Closed kkrugler closed 1 year ago
What's the size of the forward index for the multi value column? Dctionary IDs in the forward index are bit encoded. Looks like it's very high cardinality and and must be having several millions of rows per segment to result in reasonable size overhead.
Hi @siddharthteotia - yes, one example segment is 2,637,935 rows, and metadata.properties
for the column of interest (creativeText_terms
) has cardinality of 48,591 (though that's lower than what I was expecting).

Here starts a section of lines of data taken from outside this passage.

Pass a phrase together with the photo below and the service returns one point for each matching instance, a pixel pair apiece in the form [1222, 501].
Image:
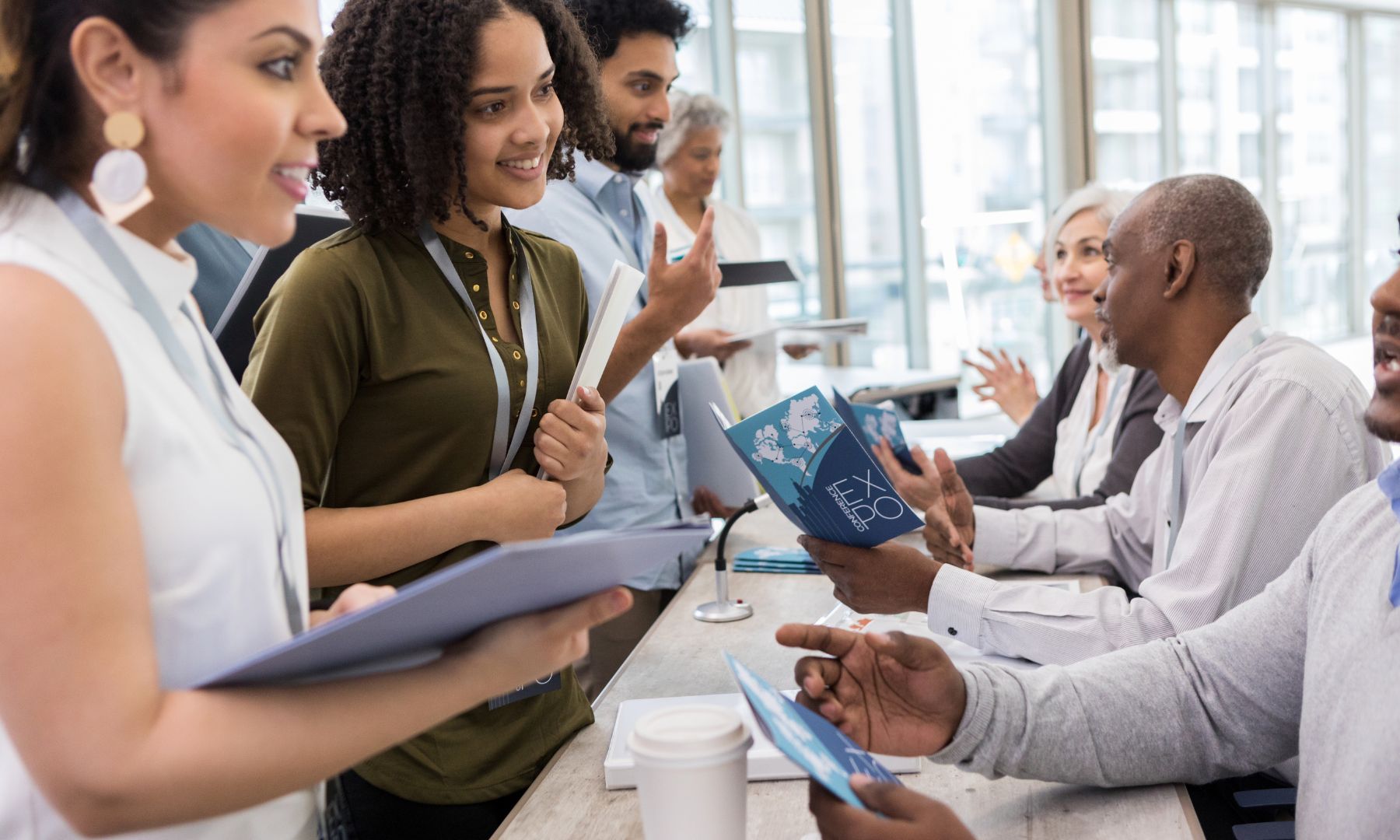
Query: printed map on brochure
[821, 474]
[877, 422]
[805, 737]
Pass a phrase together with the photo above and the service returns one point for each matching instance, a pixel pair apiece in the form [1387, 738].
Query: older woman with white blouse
[688, 156]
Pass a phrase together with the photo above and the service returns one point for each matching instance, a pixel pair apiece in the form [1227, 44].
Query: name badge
[539, 686]
[665, 366]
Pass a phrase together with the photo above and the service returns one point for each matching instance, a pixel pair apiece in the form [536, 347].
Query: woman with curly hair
[418, 363]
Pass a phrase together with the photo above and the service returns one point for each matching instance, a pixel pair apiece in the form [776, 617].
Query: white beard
[1109, 357]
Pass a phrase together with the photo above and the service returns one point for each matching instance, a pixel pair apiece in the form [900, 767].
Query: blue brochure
[877, 422]
[805, 737]
[821, 474]
[423, 618]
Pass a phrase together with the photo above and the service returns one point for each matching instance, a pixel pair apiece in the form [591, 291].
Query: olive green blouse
[370, 367]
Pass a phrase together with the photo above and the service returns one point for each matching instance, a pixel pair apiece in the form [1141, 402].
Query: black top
[1018, 467]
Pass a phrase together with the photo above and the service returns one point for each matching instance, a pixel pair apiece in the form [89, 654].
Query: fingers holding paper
[908, 814]
[884, 580]
[569, 443]
[891, 693]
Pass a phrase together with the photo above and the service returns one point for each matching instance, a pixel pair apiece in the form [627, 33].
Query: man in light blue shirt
[602, 215]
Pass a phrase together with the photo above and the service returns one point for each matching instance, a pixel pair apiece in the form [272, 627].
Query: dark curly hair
[401, 70]
[607, 21]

column.creativeText_terms.cardinality = 48591
column.creativeText_terms.totalDocs = 2637935
column.creativeText_terms.dataType = STRING
column.creativeText_terms.bitsPerElement = 16
column.creativeText_terms.lengthOfEachEntry = 60
column.creativeText_terms.columnType = DIMENSION
column.creativeText_terms.isSorted = false
column.creativeText_terms.hasNullValue = false
column.creativeText_terms.hasDictionary = true
column.creativeText_terms.textIndexType = NONE
column.creativeText_terms.hasInvertedIndex = true
column.creativeText_terms.hasFSTIndex = false
column.creativeText_terms.hasJsonIndex = false
column.creativeText_terms.isSingleValues = false
column.creativeText_terms.maxNumberOfMultiValues = 49
column.creativeText_terms.totalNumberOfEntries = 14628086
column.creativeText_terms.isAutoGenerated = false
column.creativeText_terms.minValue = 0.01
column.creativeText_terms.maxValue = \u1EE9ng
column.creativeText_terms.defaultNullValue = null
The dictionary is 2.9MB, and the forward index is 31MB:
creativeText_terms.dictionary.startOffset = 1648876
creativeText_terms.dictionary.size = 2915468
creativeText_terms.forward_index.startOffset = 4564344
creativeText_terms.forward_index.size = 31110427
Related issue https://github.com/apache/pinot/issues/7870
@somandal is working on this.
I'm going to start working on this
Part 1 to add support for skipping forward index (during segment generation) and making all other code paths (load, query processing) aware of it has been merged in https://github.com/apache/pinot/pull/9333
Subsequent PRs will focus on changes to support regeneration of forward index from dict and inverted index and toggling this feature.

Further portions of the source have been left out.